The **fit()** method of the MultinomialNB object is then called to train the model.
**xtraincount** represents the training feature data, which is the matrix of token counts obtained from the previous step (xtraincount = cv.fit_transform(xtrain.values)).
**ytrain** represents the training target variable or labels.

In [9]:
from sklearn.naive_bayes import MultinomialNB
model = MultinomialNB()
model.fit(xtraincount, ytrain)

    **Prediction**:
**cv.transform(emails)** is using a cv object, which I assume is a CountVectorizer or a similar text processing tool, to transform the text in the emails into a numerical representation suitable for the machine learning model. This process converts the text into a matrix of token counts.

**model.predict(emailscount)** is using a trained machine learning model, denoted as model, to predict the classification of the transformed emails. This step applies the trained model to the transformed data and returns the predicted labels for the emails.

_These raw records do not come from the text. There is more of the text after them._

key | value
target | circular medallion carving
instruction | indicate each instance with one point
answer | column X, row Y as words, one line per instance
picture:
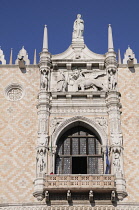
column 14, row 92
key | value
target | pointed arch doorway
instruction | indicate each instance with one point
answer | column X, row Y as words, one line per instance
column 79, row 152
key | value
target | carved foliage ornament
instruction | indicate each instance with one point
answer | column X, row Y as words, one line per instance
column 14, row 92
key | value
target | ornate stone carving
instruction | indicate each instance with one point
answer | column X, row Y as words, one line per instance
column 54, row 124
column 89, row 122
column 42, row 140
column 125, row 206
column 116, row 162
column 69, row 196
column 61, row 82
column 129, row 56
column 80, row 81
column 14, row 92
column 91, row 196
column 22, row 55
column 112, row 79
column 44, row 79
column 41, row 163
column 78, row 27
column 2, row 59
column 102, row 122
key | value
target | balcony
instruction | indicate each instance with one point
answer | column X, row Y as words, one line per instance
column 82, row 183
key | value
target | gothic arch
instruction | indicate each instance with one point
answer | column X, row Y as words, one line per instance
column 83, row 121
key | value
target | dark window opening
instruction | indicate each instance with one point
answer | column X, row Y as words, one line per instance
column 79, row 152
column 79, row 165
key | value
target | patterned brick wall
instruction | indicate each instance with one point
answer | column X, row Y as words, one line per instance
column 18, row 133
column 129, row 87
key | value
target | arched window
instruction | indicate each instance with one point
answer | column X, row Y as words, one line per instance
column 79, row 152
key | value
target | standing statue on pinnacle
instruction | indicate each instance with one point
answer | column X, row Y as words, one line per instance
column 78, row 27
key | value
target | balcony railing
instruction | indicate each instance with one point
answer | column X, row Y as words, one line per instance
column 63, row 182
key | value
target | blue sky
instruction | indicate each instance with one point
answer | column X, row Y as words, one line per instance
column 22, row 24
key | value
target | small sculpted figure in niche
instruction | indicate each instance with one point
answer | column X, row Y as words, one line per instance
column 61, row 83
column 78, row 27
column 116, row 162
column 44, row 79
column 40, row 161
column 112, row 79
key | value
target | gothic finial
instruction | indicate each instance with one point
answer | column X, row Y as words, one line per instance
column 35, row 59
column 45, row 39
column 11, row 57
column 110, row 39
column 119, row 57
column 78, row 28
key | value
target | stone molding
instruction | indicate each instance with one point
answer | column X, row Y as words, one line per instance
column 14, row 92
column 44, row 207
column 86, row 122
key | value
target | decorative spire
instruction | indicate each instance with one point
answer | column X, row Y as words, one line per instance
column 119, row 57
column 45, row 40
column 35, row 59
column 11, row 57
column 110, row 39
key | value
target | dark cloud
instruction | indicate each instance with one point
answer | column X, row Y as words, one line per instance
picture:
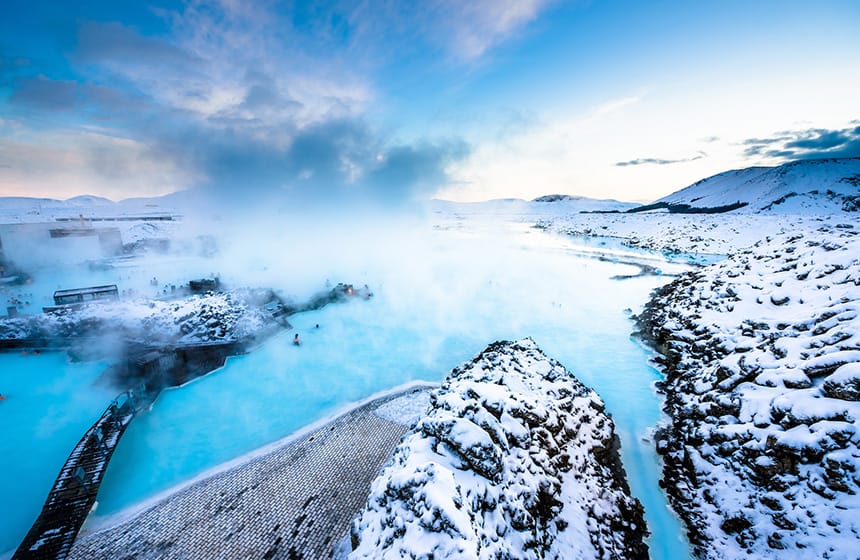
column 111, row 41
column 813, row 143
column 46, row 94
column 43, row 93
column 657, row 161
column 339, row 161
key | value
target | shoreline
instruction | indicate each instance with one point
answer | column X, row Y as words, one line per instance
column 100, row 532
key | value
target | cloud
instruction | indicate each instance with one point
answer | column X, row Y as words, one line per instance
column 480, row 25
column 117, row 43
column 233, row 101
column 63, row 163
column 812, row 143
column 657, row 161
column 50, row 95
column 43, row 93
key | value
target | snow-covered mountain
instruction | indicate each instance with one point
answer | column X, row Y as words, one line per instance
column 550, row 204
column 762, row 360
column 809, row 186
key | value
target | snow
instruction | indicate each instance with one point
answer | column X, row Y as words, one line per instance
column 780, row 318
column 214, row 317
column 817, row 186
column 509, row 461
column 405, row 410
column 762, row 391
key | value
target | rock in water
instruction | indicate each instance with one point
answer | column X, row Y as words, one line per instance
column 515, row 458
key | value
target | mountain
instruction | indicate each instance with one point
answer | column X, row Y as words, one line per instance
column 553, row 203
column 807, row 186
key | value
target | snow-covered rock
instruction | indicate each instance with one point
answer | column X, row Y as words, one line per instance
column 514, row 459
column 761, row 355
column 236, row 315
column 818, row 186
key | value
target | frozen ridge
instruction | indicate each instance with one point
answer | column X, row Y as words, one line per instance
column 762, row 362
column 515, row 458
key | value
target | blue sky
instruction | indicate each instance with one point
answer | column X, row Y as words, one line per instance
column 403, row 100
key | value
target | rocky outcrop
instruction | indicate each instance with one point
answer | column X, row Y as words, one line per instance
column 761, row 356
column 514, row 459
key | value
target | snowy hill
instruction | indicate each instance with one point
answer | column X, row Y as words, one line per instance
column 554, row 204
column 810, row 186
column 762, row 362
column 514, row 459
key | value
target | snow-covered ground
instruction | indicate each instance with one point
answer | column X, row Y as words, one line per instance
column 761, row 354
column 236, row 315
column 514, row 459
column 821, row 186
column 456, row 288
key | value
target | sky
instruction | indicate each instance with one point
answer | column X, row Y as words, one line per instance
column 398, row 101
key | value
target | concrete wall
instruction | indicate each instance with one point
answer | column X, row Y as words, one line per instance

To summarize, the code snippet takes a set of email messages, transforms them into a numerical representation using a tool like CountVectorizer, and then applies a trained machine learning model to predict the classification of these emails.

In [10]:
emails= {
    'Hey bro, can we watch football together?',
    'upto 20% discount on parking, exclusive offer just for you',
    'I"ve a diccount of 50% can we go to the shopping mall'
}
emailscount =cv.transform(emails)
model.predict(emailscount)

array([1, 0, 0], dtype=int64)

**Check Accuracy**:
Transforms the test data (xtest) using a CountVectorizer (cv) to convert it into a numerical representation (xtestcount).
Use the transformed test data (xtestcount) and the actual values/ true labels (ytest) to calculate the accuracy of the trained machine learning model (model) using the score function.

In [11]:
xtestcount = cv.transform(xtest)
model.score(xtestcount, ytest)

0.9820531227566404

**Creating Pipeline**:
The need for using a pipeline in this case arises from the desire to avoid repeating the preprocessing steps for both the training and test datasets. Initializing and transforming the datasets separately would require duplicating the code for the vectorizer and potentially introduce inconsistencies if the steps are not applied consistently.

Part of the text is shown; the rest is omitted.